Woah! That’s a crazy cool idea for this!
I never even thought of putting it in a viewport frame and making an alternate workspace to render it from.
Woah! That’s a crazy cool idea for this!
I never even thought of putting it in a viewport frame and making an alternate workspace to render it from.
Sorry for the bump, but this method could work really damn well. I reccomend you trying it because the full block character appears to leave almost no spaces/gaps in a text label.
I did a quick example with a textlabel with rich text enabled that uses the full block character > █ <
And as you can see there are almost no gaps in the text label.
You just might have to mess around with the sizing and fonts a bit.
I reckon you should make this a second option
also didn’t mean to reply to BlackShibe.
I know that UI Gradients can support up to 18 pixels, have you tried building support for that? I also would love to see you integrate Roblox’s new Parallel support to help reduce the burden of ray casts.
Hey @AJRuski last time I played with these UIGradients, it simply would error and discard any edits I made if I attempted to implement more than 10 segments, but if you say so I will 100% look into it.
Also, are you saying parallel support is now live? I hate to admit it but I really don’t keep up to date with these updates, but if it is omg I can’t wait to use it.
this is very cool you do plan to give it out to the public right or just a personal project?
Hey @timothyco1!
The source for this is entirely free even right now!
It’s also all compact into a single ScreenGui
that when placed into any game’s StarterGui
will automatically work without any adjusting.
Okay so I just looked into parallel lua again after a bit and testes out the beta. Their test ray tracer is very cool!
They obviously aren’t implementing the optimizations that we have all collectively worked toward and even still are getting the same fps. I can only imagine how much faster we can make this run, and how much closer we can get this project to be fully capable in real games in the future!
My main concern about using Text instead of frames is simply that it won’t solve our issue of 10 pixels per paxel and I haven’t been able to find a perfectly square block character.
I don’t believe it will increase performance, I actually think it might decrease performance.
How would it be possible(if at all) to get kind of a diamond-shaped pixels?
Like certain 2d games.
I’m not sure I understand, could you show me an example?

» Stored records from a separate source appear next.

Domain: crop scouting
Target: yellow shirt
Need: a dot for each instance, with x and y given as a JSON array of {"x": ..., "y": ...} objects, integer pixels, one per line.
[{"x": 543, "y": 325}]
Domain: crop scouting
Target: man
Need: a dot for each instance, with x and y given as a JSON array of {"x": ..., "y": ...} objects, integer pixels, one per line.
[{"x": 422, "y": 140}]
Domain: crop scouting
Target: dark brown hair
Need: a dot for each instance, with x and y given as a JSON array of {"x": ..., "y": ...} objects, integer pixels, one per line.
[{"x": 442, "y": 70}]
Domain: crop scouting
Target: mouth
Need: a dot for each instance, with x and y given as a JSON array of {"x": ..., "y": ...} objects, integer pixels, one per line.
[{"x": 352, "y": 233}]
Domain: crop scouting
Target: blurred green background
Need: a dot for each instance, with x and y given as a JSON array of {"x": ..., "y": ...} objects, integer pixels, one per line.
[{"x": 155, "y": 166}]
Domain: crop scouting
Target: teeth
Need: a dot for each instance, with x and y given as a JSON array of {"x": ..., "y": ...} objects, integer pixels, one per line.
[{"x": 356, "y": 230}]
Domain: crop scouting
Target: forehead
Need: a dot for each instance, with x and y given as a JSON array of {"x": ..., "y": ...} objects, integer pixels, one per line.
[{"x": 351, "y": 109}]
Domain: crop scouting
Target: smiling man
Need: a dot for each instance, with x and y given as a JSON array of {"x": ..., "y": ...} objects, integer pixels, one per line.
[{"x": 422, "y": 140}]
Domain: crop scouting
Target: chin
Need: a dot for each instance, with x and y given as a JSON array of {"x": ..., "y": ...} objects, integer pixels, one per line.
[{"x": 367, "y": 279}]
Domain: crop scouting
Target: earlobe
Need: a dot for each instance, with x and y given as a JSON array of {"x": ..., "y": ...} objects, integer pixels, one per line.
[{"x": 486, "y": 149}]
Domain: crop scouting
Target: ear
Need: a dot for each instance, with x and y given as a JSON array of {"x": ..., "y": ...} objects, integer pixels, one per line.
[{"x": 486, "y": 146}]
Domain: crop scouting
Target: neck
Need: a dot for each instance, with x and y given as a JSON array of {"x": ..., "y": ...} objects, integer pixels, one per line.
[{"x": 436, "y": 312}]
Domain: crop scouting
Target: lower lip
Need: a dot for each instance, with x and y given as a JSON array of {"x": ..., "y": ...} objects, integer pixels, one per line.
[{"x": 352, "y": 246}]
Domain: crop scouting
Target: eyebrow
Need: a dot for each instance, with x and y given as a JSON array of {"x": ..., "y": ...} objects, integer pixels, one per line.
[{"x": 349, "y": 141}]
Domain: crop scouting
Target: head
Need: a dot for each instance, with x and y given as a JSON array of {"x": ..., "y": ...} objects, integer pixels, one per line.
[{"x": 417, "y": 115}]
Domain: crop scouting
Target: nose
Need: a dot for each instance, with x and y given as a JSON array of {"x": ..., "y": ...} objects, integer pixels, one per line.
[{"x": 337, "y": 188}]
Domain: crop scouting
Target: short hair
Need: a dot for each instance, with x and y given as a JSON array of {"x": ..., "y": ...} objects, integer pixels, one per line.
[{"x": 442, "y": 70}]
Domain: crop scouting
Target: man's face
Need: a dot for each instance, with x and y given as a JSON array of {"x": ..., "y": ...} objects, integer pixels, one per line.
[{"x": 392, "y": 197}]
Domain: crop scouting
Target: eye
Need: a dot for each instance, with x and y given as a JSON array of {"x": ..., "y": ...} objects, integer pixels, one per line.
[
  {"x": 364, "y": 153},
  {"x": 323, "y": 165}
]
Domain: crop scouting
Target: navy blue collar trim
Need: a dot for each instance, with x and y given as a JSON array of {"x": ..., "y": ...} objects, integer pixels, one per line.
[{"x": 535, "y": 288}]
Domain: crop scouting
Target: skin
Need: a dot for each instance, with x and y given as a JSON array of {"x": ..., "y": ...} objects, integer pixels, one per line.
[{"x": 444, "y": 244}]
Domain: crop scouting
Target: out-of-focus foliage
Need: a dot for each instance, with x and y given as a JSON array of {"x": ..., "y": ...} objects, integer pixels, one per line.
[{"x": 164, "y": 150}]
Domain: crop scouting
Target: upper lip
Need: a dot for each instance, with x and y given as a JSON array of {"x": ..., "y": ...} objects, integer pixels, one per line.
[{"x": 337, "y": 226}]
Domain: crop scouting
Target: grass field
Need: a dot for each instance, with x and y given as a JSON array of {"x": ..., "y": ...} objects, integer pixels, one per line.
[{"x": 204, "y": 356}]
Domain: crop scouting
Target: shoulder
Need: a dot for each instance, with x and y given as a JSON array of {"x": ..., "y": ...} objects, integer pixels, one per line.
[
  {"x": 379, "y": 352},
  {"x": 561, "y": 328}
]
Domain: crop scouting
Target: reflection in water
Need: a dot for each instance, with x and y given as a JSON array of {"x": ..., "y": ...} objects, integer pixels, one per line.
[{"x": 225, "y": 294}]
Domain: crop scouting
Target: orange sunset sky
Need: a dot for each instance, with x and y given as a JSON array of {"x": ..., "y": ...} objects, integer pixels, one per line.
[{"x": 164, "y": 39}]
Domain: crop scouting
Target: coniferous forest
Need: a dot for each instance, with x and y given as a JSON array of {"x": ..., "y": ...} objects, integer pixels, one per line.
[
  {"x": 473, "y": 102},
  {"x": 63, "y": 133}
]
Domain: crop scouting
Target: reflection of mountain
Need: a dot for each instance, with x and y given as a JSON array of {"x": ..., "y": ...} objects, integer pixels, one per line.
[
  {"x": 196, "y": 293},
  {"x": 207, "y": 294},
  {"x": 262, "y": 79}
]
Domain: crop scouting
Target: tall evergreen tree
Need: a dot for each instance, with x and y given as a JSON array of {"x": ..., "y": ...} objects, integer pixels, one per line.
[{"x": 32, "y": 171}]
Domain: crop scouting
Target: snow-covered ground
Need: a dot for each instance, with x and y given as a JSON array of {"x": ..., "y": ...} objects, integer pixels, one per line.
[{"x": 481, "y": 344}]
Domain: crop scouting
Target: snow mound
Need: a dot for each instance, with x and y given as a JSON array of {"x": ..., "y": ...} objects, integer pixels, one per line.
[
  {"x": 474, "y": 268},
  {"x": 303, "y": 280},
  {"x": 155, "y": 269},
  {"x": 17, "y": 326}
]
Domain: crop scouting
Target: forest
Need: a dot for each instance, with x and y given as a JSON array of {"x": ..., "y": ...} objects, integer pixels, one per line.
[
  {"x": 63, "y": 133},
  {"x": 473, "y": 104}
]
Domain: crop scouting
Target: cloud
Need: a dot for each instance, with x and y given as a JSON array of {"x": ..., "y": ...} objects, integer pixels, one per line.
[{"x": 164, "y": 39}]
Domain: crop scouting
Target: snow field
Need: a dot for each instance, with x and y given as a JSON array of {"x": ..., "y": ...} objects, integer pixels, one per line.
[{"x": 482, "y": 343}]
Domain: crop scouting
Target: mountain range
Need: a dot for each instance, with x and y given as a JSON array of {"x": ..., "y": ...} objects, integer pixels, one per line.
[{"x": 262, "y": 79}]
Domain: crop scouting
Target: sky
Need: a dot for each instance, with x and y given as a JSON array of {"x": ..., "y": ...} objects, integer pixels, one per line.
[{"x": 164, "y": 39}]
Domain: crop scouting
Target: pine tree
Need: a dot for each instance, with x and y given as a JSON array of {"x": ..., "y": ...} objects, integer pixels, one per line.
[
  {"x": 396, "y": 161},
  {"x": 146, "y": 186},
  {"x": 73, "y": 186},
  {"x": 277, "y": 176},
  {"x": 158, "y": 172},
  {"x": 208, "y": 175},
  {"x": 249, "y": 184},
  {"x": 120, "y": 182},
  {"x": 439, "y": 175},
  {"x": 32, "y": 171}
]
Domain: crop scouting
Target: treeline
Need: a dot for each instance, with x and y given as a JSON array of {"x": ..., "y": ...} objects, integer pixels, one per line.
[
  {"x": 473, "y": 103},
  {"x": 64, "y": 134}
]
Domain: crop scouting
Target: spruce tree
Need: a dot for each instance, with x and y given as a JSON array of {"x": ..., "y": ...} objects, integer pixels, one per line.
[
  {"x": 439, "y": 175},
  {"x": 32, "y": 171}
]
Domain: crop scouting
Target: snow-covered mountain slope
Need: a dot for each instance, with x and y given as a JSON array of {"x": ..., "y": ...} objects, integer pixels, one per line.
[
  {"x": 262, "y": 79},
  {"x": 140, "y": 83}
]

Nobody asked for it, but I added reflection to this.
Despite the fact that we are casting an extra ray per pixel of a reflective part, this thing runs very well. I only seem to lose 4-10 FPS when using this setting.
Since I’ve just made this in like 10 minutes, there are a few things missing, such as transparency and skybox colour not being reflected. But all of those issues are relativity easy to fix.
Feel free to implement and improve this into the official version.
Original place but with the reflection setting already implemented:
Pixel test 4 but with reflection.rbxl (55.2 KB)
Main Reflection process function:
function ProcessReflection(Raycast, IntersectPos, Normal, Params, OriginalColor)
if Raycast.Instance.Reflectance > 0 then -- No need to create an extra ray if the part isn't reflective
local ReflectedNormal = Normal - (2 * Normal:Dot(Raycast.Normal) * Raycast.Normal) -- Relfect the direction.
local Direction = ReflectedNormal * FC.RenderDist -- New reflected direction
local NewRayCast = PerformRaycast(IntersectPos, Direction, Params) -- Create the reflected ray
if NewRayCast then
return NewRayCast.Instance.Color:Lerp(OriginalColor, 1 - (Raycast.Instance.Reflectance / 1))
else
return OriginalColor
end
else
return OriginalColor
end
end
Coolio! Might use this in the future!
This looks amazing. Is it possible to change this so it raycasts and renders from the front of a specific part or is it only possible for characters?
WEOAH!
So sorry I didn’t see this until recently!!
I will totally implement this into the official version!
That is awesome!!!
This is amazing! I made a system similar to this a few years ago and thought I would have to rewrite everything to make it work for newer projects
You saved me months of work!
are you just casting out into the world? try to project the triangles and then backface cull and frustum clip, I can get my Roblox character running at 300x300 at 10fps with it and at 100x100 and 26fps on a crappy 2.7 ghz laptop.
Do you happen to know why when I try and edit this project in studio some of the pixels just dont work?
It is most likely due to the name given to the paxels when they are made in line 43 in FrameCreator, Although I am not that well experienced with this code a fix I was able to come up with was by changing it from
Paxel.Name = tostring((i*SizeX) * FC.Resolution) .. "-" .. tostring(Y * FC.Resolution)
to
Paxel.Name = tostring(math.round((i*SizeX) * FC.Resolution)) .. "-" .. tostring(math.round(Y * FC.Resolution))
I assume it is due to the fact large numbers are being named to the paxel and can be solved with rounding them.
Woah, that looks incredible! How’d you do it?